Operations Associate (Current Employee) – Vancouver, BC – 20 September 2015
The Operations Associate role offers a variety of work including replying to various e-mail queries, processing invoices and staff expenses, organizing and sending out mail and numerous other tasks; while greeting clients and co-workers at the Front Desk and answering incoming telephone lines.
Each day is never quite the same which keeps the job interesting and the days go by quickly. There is a platform for problem solving when faced with quick decision making and supporting the team.
The people are friendly and collaborate well as a team. We also help support other employees located in branch offices throughout the Province of BC.
You have to meet deadlines and they are expected of you, however when doing harder work in my time there you were able to write down time spent on complex claims.

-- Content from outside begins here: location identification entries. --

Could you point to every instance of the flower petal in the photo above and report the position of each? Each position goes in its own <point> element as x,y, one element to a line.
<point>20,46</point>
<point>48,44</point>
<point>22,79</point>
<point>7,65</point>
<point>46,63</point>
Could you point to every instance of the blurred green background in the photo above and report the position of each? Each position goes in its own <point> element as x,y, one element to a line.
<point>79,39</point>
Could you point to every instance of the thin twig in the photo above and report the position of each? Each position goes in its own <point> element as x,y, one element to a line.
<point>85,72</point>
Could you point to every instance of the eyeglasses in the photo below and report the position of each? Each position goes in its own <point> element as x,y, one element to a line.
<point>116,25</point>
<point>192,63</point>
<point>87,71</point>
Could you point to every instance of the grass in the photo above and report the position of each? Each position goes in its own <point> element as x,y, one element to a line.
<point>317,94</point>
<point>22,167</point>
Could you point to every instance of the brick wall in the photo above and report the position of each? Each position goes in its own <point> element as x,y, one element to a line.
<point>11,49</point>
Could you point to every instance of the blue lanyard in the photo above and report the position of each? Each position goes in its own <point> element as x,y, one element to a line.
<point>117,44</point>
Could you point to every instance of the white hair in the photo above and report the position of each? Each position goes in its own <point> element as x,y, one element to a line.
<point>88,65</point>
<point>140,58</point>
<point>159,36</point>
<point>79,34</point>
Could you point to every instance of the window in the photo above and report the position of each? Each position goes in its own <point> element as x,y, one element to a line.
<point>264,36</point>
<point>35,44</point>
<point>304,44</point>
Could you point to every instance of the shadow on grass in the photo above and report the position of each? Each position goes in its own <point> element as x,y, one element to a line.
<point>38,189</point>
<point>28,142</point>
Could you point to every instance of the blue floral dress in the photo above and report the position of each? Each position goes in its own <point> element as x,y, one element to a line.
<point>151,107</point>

I think that ergonomics needs to be looked at more for a healthier work station. I feel Management does pick favourites but I went into the job to make people happy. I didn't get involved in the office politics. I was used to productivity so that was easy. Training was great. Staff are good. A little to much meetings and yes they take up to much time, however when I was there you took the time off and your productivity should not be hard to meet Overall for a private company I felt it was a great place to work
Making clients happy. Good benefits, vacation pk., and you do get paid for sick.
Not good on ergonomics. Demanding and scare tactics cause failure.